Multi-Tasking Turtles Beat Focused Hares
Fast access to new information and multi-tasking (to a point) can both contribute to overall performance. A pair of studies appear in an MIT Sloan Management Review profile, What Makes Information Workers Productive. The studies authored by Sinan Aral (Leonard N. Stern School of Business) and Erik Brynjolfsson (MIT Sloan School of Management) look at productivity at a recruiting business, and find some surprising results.
The studies examine over 125,000 e-mail messages along with recruiting project completion and revenue generation.
One study discovers that increased use of e-mail increases, not decreases, the time it takes to finish a project. However, in these cases, recruiters are multi-tasking across several projects at a time and ultimately finish more projects and generate more revenue. The turtles beat the hares. Beware a caveat - the authors warn of a limit to multi-tasking.
What's more, two other communication factors play a role in the habits of the most productive recruiters.

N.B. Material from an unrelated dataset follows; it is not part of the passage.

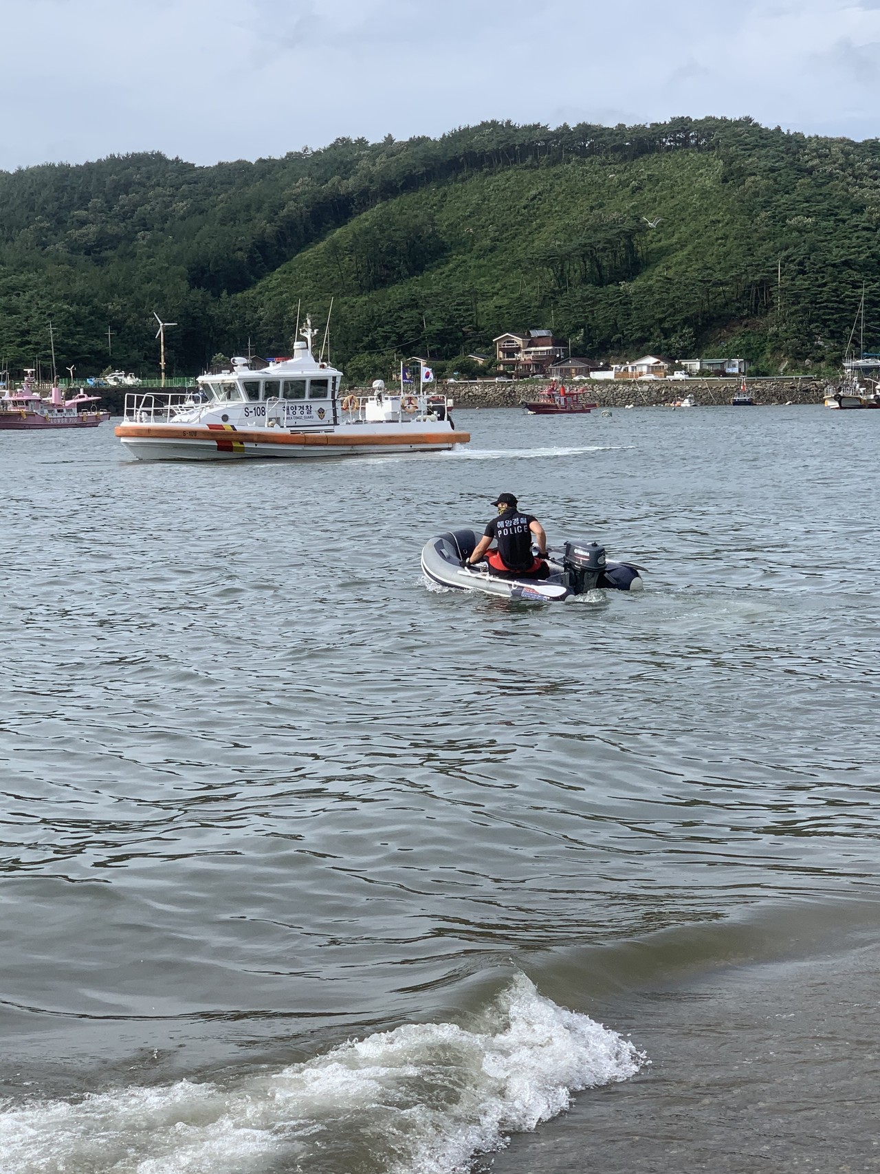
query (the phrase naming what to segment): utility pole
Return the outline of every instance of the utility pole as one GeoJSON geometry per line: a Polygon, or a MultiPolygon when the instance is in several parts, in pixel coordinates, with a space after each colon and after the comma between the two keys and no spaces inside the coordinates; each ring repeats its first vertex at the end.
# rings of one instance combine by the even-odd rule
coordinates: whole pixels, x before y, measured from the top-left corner
{"type": "Polygon", "coordinates": [[[153,311],[153,317],[158,323],[158,330],[156,331],[156,338],[160,339],[160,371],[162,372],[162,386],[165,385],[165,326],[176,326],[176,322],[162,322],[156,311],[153,311]]]}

1. Social Network centrality: Those recruiters who both multi-tasked and were in the center of a lot of e-mail flow were more productive than recruiters who had less internal connections.

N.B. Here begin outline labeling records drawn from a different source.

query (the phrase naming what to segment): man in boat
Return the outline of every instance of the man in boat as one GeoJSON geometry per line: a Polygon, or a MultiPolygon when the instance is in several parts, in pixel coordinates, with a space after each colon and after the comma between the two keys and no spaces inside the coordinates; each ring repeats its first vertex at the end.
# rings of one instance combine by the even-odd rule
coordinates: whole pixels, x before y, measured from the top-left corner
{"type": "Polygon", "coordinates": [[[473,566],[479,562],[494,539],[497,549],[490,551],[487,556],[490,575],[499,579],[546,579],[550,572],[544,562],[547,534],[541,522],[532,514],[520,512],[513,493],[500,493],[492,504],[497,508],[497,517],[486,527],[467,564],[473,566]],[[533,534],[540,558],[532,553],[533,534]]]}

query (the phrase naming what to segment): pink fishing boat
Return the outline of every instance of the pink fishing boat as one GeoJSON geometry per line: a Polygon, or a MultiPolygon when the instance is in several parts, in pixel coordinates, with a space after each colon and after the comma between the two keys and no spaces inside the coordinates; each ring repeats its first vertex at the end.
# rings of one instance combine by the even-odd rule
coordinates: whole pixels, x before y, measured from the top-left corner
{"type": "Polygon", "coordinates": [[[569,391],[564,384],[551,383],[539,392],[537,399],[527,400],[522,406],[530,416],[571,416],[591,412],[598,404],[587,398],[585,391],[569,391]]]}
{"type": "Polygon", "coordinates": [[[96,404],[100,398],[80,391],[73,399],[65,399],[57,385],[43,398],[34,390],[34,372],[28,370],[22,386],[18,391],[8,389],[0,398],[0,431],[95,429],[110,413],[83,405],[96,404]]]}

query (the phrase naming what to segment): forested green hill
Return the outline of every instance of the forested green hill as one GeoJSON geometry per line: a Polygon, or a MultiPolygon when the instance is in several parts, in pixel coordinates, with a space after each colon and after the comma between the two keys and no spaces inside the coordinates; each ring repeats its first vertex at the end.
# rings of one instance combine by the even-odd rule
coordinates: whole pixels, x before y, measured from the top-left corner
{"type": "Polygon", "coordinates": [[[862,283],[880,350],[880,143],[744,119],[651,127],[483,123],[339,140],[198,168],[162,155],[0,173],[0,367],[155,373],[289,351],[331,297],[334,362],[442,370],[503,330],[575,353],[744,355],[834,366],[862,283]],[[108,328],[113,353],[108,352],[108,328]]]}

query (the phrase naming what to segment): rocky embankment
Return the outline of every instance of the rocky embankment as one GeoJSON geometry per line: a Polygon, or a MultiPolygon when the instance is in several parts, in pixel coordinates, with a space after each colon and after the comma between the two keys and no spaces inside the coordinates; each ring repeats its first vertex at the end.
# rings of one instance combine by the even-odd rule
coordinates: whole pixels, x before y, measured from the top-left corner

2. Inflow vs. Outflows: Just like high performing subsidiaries which seek help from other subsidiaries of a large company (see Collaborating Across Boundaries), the recruiters who received more e-mail information from colleagues generate more revenue. In the study, recruiters receiving a small margin of 10 novel words above average generate $700 more revenue than average.
While e-mail is shown here to have its positive effects, hopefully the results of the study don't point a rose picture of the future of e-mail. The problem it creates is right there in the results. Points #1 and #2 above both point to the benefit received by the individuals that have access to more information and more people. By publishing the content of new information to a blog that's accessible to all the recruiters, information will flow more freely to more people and create a stronger, more inclusive, social network.